GIFT, Pohang University of Science and Technology, Korea
Lecture on the constitutive modeling
for sheet metal forming

Constitutive modeling provides relationships between stresses and strains which, in addition to the fundamental equilibrium and compatibility equations, allow the solution of boundary value problems in mechanics. In this class, these relationships are established at the continuum scale for the elasto-plastic deformations of metals. The uniaxial behavior is first reviewed because it clearly illustrates the different features observed during elasto-plasticity. Based on appropriate assumptions, the classical approaches of linear elasticity and non-linear plasticity in multiaxial loading is introduced for isotropic materials. The generalized Hooke's law for elasticity is very briefly discussed as more emphasis is put on the flow theory of plasticity in this class. The important concepts of yield conditions, flow rules, plastic potentials and hardening laws are introduced in a clear manner. The theory is extended to the case of anisotropic materials in the most straight-forward fashion, that is, while keeping most of the concepts developed for isotropic materials, but the main differences between the isotropic and anisotropic approaches are explicitly established. Finally, an introduction to anisotropic hardening theories is briefly discussed.

Prof.
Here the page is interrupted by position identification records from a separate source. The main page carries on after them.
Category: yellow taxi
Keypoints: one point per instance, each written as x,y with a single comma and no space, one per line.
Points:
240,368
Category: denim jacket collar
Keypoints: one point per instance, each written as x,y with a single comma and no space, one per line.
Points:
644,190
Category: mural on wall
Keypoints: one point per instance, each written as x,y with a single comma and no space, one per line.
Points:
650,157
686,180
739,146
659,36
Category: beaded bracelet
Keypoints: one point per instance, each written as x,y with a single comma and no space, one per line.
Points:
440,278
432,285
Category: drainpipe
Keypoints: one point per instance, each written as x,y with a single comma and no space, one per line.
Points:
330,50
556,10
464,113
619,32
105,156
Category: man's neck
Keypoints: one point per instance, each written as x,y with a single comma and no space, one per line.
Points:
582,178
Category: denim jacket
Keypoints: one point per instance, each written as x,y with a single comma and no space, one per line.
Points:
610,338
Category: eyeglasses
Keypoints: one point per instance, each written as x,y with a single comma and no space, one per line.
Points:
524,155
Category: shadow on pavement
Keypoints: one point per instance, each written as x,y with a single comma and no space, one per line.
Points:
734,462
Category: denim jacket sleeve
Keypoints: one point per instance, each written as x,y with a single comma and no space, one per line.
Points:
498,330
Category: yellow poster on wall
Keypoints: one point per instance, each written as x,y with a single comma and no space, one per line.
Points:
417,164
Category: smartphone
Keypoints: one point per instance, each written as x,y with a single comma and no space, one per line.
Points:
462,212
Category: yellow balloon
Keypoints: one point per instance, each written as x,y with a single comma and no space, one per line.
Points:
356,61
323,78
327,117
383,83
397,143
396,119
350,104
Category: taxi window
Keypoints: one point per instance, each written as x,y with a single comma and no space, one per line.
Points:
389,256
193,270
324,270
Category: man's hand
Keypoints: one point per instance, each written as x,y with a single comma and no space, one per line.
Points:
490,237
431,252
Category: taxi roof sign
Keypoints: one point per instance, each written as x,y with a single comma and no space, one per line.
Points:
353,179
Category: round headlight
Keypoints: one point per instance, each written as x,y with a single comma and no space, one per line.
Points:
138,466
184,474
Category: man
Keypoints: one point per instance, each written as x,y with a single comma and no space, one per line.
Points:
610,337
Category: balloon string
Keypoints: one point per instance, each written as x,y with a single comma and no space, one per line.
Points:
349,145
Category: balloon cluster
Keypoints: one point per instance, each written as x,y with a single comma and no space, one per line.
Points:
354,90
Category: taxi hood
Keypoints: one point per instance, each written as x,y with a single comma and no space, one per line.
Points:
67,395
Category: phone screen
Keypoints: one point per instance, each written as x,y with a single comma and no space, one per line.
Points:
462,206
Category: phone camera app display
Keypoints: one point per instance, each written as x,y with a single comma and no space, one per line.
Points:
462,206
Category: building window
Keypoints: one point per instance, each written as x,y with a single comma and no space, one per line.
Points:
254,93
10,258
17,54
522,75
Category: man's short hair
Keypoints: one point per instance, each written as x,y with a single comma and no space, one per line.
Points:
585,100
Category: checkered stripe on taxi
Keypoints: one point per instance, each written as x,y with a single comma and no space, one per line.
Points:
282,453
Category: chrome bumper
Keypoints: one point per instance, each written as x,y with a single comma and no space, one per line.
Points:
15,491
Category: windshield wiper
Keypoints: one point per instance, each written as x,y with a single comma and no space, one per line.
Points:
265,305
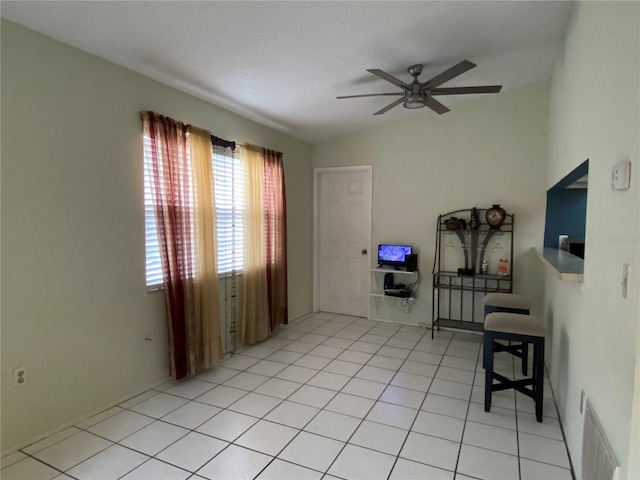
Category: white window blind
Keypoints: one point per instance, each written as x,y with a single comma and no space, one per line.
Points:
230,187
229,191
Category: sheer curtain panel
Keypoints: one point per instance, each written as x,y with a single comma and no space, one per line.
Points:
255,306
182,189
275,214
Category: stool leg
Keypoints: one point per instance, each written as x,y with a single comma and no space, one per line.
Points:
538,373
488,369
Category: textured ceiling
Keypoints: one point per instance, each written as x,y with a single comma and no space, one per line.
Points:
283,63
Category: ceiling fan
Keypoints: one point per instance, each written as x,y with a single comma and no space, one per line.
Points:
418,95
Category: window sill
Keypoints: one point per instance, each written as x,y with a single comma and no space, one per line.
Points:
565,265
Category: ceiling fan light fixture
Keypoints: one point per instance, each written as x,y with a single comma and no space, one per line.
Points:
414,101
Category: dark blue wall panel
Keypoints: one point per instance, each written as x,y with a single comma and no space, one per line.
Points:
566,215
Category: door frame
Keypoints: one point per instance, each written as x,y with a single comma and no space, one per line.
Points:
316,227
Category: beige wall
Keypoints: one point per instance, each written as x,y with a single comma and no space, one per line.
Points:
75,311
489,150
595,114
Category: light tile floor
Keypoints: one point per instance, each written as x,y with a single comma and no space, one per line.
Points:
328,396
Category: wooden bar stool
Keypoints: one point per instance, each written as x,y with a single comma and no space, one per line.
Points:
517,328
509,303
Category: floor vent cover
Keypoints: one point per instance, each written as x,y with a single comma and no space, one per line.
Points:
598,460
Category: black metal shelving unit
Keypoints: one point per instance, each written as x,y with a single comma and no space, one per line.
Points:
458,296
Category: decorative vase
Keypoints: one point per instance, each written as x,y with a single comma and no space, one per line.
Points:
474,223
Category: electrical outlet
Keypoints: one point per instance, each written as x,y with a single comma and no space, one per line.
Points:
19,377
625,279
621,175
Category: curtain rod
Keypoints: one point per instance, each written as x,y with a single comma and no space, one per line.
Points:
220,142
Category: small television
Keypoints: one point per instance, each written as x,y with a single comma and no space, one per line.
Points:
393,255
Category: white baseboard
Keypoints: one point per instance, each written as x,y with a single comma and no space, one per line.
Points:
81,418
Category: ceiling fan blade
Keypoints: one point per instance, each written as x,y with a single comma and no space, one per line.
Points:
466,90
436,106
448,74
390,106
370,95
389,78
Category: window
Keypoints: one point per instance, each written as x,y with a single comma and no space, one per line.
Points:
230,190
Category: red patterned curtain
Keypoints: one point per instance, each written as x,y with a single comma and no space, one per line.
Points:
276,237
171,188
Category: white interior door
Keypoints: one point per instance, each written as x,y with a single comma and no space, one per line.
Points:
343,240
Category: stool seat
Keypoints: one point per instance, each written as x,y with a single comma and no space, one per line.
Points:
520,328
514,323
511,301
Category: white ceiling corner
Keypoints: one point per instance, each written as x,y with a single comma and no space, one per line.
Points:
283,63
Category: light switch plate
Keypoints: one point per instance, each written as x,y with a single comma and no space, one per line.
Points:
621,175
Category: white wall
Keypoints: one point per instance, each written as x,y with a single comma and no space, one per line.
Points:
75,310
485,151
595,114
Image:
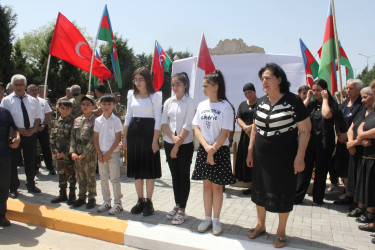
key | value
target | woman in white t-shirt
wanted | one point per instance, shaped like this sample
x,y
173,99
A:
x,y
176,120
141,138
213,121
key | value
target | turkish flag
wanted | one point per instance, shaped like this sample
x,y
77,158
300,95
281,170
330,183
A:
x,y
69,45
204,60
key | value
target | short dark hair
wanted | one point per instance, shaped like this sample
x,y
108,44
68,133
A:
x,y
107,98
278,72
184,78
65,103
145,73
100,88
303,88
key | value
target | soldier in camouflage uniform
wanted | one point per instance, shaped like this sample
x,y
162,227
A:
x,y
76,100
60,144
83,153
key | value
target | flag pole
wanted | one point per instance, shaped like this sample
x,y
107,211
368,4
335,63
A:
x,y
93,54
337,46
45,80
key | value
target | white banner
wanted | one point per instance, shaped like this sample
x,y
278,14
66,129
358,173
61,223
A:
x,y
238,70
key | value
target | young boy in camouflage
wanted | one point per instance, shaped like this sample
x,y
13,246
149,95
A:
x,y
60,145
83,153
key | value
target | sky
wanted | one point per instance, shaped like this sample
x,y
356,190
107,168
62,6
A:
x,y
274,25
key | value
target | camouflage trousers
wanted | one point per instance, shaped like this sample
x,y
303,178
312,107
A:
x,y
86,177
65,170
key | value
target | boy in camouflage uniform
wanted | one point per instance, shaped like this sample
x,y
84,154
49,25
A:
x,y
60,145
83,153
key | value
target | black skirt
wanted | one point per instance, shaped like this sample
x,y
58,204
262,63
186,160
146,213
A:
x,y
220,173
243,172
142,162
365,187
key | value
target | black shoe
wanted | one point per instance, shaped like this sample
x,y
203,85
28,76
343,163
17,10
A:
x,y
4,221
356,212
91,204
367,217
13,194
367,227
138,208
79,202
344,201
149,208
33,189
247,192
59,199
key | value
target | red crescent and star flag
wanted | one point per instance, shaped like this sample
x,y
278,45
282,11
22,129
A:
x,y
160,64
311,65
69,45
204,59
106,34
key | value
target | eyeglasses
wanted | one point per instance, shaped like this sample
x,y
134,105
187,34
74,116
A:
x,y
138,80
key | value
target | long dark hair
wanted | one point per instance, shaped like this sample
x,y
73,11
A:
x,y
145,73
217,78
184,78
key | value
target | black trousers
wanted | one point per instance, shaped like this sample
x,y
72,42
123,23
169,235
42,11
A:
x,y
318,157
180,170
5,169
28,146
43,138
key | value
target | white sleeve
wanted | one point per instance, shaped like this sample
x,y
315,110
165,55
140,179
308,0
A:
x,y
129,111
228,117
156,102
190,111
118,125
164,116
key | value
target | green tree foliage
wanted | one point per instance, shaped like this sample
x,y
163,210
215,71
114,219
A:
x,y
8,21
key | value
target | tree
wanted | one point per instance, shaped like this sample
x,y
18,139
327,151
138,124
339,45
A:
x,y
8,21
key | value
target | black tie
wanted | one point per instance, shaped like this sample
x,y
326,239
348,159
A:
x,y
26,120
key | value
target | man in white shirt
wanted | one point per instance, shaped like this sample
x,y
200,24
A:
x,y
26,115
42,135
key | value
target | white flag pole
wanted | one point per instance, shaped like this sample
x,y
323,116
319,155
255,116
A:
x,y
93,51
45,80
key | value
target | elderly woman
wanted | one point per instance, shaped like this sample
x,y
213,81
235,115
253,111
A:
x,y
323,112
348,110
278,142
355,148
245,115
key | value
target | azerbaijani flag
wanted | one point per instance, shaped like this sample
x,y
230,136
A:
x,y
311,65
98,80
328,54
160,64
105,34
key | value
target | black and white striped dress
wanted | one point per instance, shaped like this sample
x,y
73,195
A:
x,y
275,148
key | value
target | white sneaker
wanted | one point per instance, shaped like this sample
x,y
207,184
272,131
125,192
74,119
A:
x,y
117,208
104,207
204,226
216,228
179,218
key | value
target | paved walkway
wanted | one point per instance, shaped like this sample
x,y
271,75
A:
x,y
325,227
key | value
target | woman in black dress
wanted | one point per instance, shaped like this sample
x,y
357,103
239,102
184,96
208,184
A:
x,y
245,118
323,112
278,142
355,147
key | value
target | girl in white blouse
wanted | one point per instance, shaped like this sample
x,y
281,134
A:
x,y
141,134
176,123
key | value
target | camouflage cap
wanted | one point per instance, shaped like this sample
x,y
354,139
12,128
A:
x,y
89,98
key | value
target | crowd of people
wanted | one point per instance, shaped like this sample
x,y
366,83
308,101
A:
x,y
286,140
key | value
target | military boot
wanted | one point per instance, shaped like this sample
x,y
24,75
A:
x,y
72,196
62,196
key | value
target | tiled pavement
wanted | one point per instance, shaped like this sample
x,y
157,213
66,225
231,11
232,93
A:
x,y
325,227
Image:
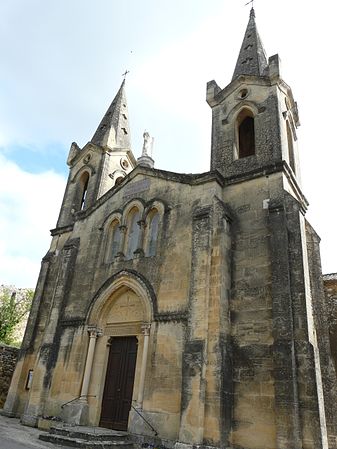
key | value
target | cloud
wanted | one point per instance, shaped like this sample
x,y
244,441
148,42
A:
x,y
29,204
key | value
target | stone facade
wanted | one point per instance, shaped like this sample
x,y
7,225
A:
x,y
216,275
8,358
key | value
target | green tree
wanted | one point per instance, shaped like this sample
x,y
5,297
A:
x,y
14,307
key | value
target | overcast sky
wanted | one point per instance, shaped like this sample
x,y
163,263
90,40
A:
x,y
61,66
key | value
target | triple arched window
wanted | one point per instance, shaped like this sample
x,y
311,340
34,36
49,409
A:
x,y
133,228
133,233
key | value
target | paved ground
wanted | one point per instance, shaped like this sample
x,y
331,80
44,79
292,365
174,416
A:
x,y
14,435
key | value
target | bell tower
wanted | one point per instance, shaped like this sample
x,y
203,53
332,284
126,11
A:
x,y
254,118
101,164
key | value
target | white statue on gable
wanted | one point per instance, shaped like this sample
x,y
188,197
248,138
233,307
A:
x,y
147,145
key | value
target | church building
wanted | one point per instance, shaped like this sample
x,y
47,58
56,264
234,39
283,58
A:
x,y
187,307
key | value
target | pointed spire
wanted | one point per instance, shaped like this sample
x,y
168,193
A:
x,y
113,131
252,59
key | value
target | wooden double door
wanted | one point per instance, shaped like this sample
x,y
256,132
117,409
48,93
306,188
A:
x,y
119,380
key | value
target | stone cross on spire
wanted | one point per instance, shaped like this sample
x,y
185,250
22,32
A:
x,y
252,58
146,157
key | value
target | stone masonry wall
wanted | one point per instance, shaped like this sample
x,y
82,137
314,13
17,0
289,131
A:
x,y
8,357
330,290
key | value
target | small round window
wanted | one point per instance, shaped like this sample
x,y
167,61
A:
x,y
243,93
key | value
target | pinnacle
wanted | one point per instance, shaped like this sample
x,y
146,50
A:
x,y
113,131
252,58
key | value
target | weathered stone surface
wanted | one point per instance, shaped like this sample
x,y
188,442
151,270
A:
x,y
223,293
8,358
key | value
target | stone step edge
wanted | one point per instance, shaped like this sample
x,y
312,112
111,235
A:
x,y
75,433
80,442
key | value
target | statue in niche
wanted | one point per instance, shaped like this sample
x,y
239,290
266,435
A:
x,y
147,145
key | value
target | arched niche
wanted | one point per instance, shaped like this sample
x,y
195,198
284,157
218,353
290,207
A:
x,y
125,288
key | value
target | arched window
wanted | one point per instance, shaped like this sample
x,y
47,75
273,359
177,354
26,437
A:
x,y
84,181
133,232
245,133
290,148
152,233
113,240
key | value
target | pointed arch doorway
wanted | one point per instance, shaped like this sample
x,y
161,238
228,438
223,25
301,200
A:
x,y
119,382
124,313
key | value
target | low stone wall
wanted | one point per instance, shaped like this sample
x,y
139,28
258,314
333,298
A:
x,y
8,357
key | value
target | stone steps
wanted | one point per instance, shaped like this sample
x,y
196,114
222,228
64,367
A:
x,y
87,437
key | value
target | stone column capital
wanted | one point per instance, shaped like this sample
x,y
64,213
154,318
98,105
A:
x,y
146,328
94,332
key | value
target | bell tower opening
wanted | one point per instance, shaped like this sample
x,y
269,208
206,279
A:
x,y
84,181
245,133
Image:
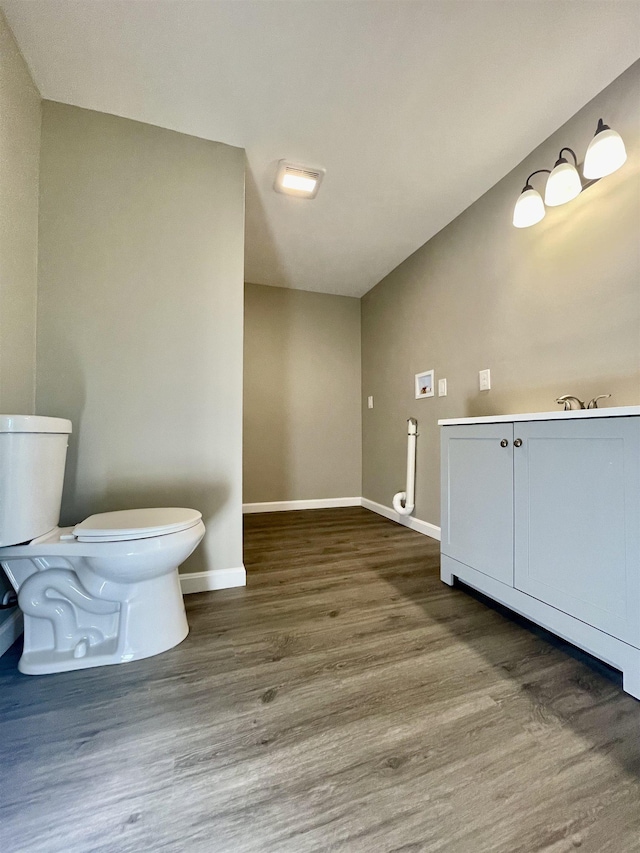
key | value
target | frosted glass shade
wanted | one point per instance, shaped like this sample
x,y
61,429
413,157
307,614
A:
x,y
605,154
563,184
529,209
Toshihiko Kuwabara

Tokyo University of Agriculture and Technology, Japan
Advanced material testing methods
for high-precision sheet metal forming simulations

This lecture reviews advanced material testing methods for sheet materials: hydraulic bulge, simple shear, plane strain tension, biaxial tension using a cruciform specimen, multiaxial tube expansion, in-plane compression and cyclic tension-compression of a sheet specimen, and applications of digital image correlation method. Examples of the test results and material modeling for mild steels, high strength steels, aluminum alloys, and hcp materials are presented. In addition, the effects of the material models identified by using these testing methods on the predictive accuracy of forming simulations are discussed.